2. Assuming linear model $y \sim N(X\beta,\sigma^2I), \text{compute  } 1)$ regression coefficients $\hat{\beta} = (X^′X)^{−1}X^′y, 2)$ standard errors of $\hat{\beta} = \sigma^2\text{diag}((X^′X)^{−1}), \text{ and } 3)$ variance estimate $\hat{\sigma}^2 = (Y -X^′\hat{\beta})′(Y -X^′\hat{\beta})$ using following methods: GE/LU decomposition, Cholesky decomposition, and QR decomposition, and compare the computation speed for each method. Please compute them directly using numerical linear algebra functions; you can use the “black-box” function (e.g., lm() in R or sklearn.linear model.LinearRegression in python) only to check your results. (Hint: chol2inv() function in R computes the inverse of a matrix from its Cholesky factor. In python, you may try cho solve())

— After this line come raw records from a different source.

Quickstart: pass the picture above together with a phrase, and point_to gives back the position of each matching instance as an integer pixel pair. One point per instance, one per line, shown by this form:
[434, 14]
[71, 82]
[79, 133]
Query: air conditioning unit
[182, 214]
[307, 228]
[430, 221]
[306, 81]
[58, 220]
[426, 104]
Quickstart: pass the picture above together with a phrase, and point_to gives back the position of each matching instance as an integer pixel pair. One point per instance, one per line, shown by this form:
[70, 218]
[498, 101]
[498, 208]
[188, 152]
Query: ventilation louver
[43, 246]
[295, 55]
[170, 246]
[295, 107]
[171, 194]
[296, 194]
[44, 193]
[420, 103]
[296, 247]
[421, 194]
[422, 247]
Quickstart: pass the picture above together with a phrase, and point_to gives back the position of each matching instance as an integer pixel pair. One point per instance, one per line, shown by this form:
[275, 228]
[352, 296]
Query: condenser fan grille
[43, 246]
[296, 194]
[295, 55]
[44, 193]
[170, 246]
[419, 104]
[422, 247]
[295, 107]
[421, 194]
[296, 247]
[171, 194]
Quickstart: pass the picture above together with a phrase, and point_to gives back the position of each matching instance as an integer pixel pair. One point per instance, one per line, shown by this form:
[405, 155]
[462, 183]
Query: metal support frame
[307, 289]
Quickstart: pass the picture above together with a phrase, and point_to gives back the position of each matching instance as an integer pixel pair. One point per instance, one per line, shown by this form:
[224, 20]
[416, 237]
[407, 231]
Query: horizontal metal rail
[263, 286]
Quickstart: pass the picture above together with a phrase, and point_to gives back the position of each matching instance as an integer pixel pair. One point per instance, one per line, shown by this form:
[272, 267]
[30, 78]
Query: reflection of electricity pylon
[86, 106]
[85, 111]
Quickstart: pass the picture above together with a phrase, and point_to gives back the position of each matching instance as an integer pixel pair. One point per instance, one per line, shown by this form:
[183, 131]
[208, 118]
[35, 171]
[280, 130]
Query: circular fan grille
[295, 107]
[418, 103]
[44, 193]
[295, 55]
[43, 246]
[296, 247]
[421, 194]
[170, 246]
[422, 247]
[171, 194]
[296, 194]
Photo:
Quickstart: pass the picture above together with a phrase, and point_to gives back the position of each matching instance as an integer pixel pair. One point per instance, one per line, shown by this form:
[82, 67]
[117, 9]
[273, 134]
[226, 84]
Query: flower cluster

3. One popular regularization method is the ridge regression, which estimates regression coefficients by minimizing a penalized least squares criterion
$$\frac{1}{2}||y-X\beta||^2_2+\frac{\lambda}{2}||\beta||^2_2$$
show that the ridge solution is given by
$$\hat{\beta}_{\lambda}=(X'X +\lambda I_p)^{-1}X'y.$$

To show the ridge solution is given by 

$$\hat{\beta}_\lambda = (X^TX + \lambda I)^{-1}X^TY$$

we need to solve that

$$(Y - \beta^TX)^T(Y - \beta^TX) + \lambda\beta^T\beta$$ 

$$ => Y^TY - 2\beta^TX^TY + \beta^tX^TX\beta + \lambda\beta^T\beta  $$

First, we differentiate the above equation.

Then, we get


$$-2X^TY + 2X^TX\beta + 2\lambda\beta $$

Now, we have to solve it for 0 and then for $\hat{\beta}_\lambda$ 

$$-2X^TY + 2X^TX\beta + 2\lambda\beta = 0 $$

$$= -X^TY + X^TX\beta + \lambda\beta = 0 $$

$$= X^TX\beta + \lambda\beta = X^TY  $$

$$= (X^TX + \lambda I)\beta = X^TY $$

Hence, we have proved that

$$ \hat{\beta}_\lambda = (X^TX + \lambda I)^{-1}X^TY$$

4. Compute the ridge regression estimates $\hat{\beta}_{lambda}$ at a set of different values of $\lambda (\text{e.g. }, 0, 1, 2, \cdots , 100)$ by solving it as a least squares problem. Plot the $l_2$-norm of the ridge coefficients $||\hat{\beta}_{\lambda}||$ as a function of $\lambda$. You can use either QR or Cholesky method.

In [None]:
y = longley[['number of people employed']]
x = longley.iloc[:,1:]     

# create intercept 
itcpt = np.repeat(1,16).reshape(-1,1)

x = np.append(x, itcpt, axis = 1)
x = x[:,[6,0,1,2,3,4,5]]


X = x.T.dot(x)
Y = x.T.dot(y)

# lambda from 1 to 100
ly = np.arange(1,100,0.1) 


df = np.arange(1,8).reshape(1,-1) 

# compute and add penalty
for i in ly:
    pty = i * np.eye(7)
    X = X + pty
    c, low = cho_factor(X)
    btas = cho_solve((c,low),Y).reshape(1,-1)
    df = np.vstack((df, btas))

# remove the first r.n given
# combine to df
df = pd.DataFrame(df[1:,:]) 

plt.figure(figsize = (8,6))
plt.plot(ly, df[0], label='b_0')
plt.plot(ly, df[1], label='b_1')
plt.plot(ly, df[2], label='b_2')
plt.plot(ly, df[3], label='b_3')
plt.plot(ly, df[4], label='b_4')
plt.plot(ly, df[5], label='b_5')
plt.plot(ly, df[6], label='b_6')


plt.legend()

plt.xlabel('Lambda')
plt.ylabel('Beta')


plt.show()

5. Implement your code using parallel computing.

6. (Bonus 1 point) Find out which method is the lm() function in R is using? And which algorithm is being used? Or find out which method is the linear regression function (there are multiple, but only need to choose one) in numpy/scipy is using? And which algorithm is being used?